Directors and officers need to be certain of their responsibilities relating to the prevention or management of a cyber event, or else they run the risk of being held personally liable should an attack against their firm occur, according to Marsh in comments about the UK D&O market.
Under many regulatory regimes, directors and officers have extensive responsibilities to implement systems and controls to manage their company’s data usage. If, following a cyber attack, it is found that they have breached these fiduciary duties, company directors and officers could be personally exposed to lawsuits, shareholder class actions and regulatory activity.
“Management boards should develop cyber strategies that take these legal obligations into account,” said Beth Thurston, head of Management Liability, Financial and Professional (FINPRO) Practice, Marsh. “However, it is clear from recent high-profile cases that such strategies must be more than a box-ticking exercise – the management of cyber risk now needs to be an intrinsic part of day-to-day life for management boards.”

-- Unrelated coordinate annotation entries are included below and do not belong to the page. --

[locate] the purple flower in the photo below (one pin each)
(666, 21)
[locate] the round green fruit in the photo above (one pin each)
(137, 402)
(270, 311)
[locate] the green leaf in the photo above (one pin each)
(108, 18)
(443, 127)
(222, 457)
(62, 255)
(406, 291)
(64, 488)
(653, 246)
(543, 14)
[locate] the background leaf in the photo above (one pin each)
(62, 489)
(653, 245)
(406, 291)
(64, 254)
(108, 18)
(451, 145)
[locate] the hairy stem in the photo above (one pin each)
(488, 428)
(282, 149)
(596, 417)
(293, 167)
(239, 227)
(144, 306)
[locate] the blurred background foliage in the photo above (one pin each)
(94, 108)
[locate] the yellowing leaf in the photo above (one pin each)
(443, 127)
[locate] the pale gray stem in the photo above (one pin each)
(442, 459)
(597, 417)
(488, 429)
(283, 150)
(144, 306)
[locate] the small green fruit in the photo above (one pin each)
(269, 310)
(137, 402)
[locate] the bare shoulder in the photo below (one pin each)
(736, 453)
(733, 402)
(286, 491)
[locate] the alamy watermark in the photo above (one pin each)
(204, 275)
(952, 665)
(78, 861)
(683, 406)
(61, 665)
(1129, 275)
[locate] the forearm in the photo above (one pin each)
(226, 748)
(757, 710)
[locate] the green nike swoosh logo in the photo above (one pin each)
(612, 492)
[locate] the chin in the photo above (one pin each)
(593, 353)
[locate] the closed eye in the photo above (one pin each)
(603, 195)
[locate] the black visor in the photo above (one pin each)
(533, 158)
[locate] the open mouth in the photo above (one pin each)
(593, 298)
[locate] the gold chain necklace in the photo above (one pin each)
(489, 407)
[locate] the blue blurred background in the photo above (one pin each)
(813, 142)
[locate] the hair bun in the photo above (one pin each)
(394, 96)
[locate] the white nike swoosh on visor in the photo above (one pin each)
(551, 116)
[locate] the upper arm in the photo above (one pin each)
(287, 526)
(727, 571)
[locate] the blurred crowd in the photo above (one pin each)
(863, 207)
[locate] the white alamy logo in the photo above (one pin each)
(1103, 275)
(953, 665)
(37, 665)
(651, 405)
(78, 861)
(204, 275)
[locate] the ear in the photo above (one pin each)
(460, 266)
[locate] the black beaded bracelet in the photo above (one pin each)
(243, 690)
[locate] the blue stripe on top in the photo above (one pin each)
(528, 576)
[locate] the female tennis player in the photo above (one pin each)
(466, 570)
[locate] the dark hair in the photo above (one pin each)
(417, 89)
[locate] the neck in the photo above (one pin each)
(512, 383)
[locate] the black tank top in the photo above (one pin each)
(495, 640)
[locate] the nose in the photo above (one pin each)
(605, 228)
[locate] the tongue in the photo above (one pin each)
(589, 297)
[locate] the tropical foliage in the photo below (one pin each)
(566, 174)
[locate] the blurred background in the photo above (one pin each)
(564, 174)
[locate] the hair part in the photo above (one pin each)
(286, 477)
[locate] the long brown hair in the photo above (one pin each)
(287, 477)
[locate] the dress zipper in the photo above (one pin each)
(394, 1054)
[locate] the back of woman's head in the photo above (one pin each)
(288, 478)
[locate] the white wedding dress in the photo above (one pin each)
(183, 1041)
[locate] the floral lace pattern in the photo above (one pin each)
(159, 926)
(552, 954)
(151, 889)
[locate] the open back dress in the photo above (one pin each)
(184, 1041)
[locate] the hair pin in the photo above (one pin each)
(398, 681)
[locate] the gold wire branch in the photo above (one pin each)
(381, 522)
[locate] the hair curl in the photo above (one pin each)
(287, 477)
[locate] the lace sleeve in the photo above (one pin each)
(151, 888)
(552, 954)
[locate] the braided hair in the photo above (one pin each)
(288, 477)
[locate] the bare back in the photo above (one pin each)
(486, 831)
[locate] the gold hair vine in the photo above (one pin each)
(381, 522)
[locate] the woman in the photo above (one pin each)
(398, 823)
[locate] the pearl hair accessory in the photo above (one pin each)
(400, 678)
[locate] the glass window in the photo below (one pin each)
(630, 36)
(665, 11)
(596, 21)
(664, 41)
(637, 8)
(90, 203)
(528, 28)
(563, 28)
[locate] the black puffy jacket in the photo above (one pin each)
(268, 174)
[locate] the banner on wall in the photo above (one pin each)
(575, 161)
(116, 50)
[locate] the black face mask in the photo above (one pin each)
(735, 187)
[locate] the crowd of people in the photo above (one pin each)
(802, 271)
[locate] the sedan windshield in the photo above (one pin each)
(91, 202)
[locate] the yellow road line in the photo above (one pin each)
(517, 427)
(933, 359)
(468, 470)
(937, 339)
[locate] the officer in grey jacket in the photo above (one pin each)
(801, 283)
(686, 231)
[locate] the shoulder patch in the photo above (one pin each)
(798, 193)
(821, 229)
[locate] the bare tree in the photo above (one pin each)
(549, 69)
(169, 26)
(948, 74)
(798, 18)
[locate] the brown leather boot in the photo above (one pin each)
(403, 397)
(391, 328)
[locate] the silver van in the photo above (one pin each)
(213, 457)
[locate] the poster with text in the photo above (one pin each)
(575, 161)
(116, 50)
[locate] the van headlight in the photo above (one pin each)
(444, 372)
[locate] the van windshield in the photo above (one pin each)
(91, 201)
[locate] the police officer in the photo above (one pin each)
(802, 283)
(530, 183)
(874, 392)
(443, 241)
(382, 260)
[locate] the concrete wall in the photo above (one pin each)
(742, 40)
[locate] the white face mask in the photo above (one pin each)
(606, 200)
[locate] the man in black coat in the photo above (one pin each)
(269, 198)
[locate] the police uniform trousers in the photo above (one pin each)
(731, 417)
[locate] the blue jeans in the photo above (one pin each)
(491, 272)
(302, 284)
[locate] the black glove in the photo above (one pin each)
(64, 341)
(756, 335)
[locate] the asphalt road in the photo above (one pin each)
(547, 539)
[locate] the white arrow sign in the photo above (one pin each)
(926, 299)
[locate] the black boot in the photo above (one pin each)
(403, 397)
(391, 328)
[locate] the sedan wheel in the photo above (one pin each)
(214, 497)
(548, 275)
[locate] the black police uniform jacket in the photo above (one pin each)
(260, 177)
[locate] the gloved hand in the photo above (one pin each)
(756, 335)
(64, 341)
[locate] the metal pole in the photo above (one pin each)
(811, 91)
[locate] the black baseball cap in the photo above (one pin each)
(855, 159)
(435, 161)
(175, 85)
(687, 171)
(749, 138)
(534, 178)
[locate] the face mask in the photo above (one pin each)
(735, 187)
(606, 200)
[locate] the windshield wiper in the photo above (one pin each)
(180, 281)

Marsh said there is an abundance of capacity in the UK insurance market for directors and officers’ liability (D&O) insurance. With the exception of financial institutions, rates for D&O insurance have declined on average by 0 percent to 10 percent, or have remained stable, in the last 12 months. As a result, clients are increasingly utilizing the cost savings on their current program to purchase larger limits of D&O insurance.
“Although the UK D&O insurance market is still highly competitive, insurers are acutely aware of the impact cyber-related claims can have on their margins. As a result, underwriters are scrutinizing their clients’ policies and procedures to establish a clearer picture of the understanding and management of cyber risk at board level,” said Eleni Petros, a senior vice president in Marsh’s FINPRO Practice.
“Typical D&O policies are very broad and cover individual directors for all acts, errors, and omissions arising from their conduct as directors, which could include matters relating to a cyber incident,” she said.
“Cover may also be available for the company itself in the event of shareholder litigation, but insureds should check that there is no cyber exclusion, which would mean that no insurance cover is available for a cyber incident,” Petros continued.
“Directors and officers should take a proactive approach to managing their insurance arrangements. By ensuring that they have adequate cover in place, they can personally protect themselves from the impact of regulatory investigations or shareholder litigation following a cyber incident,” she said.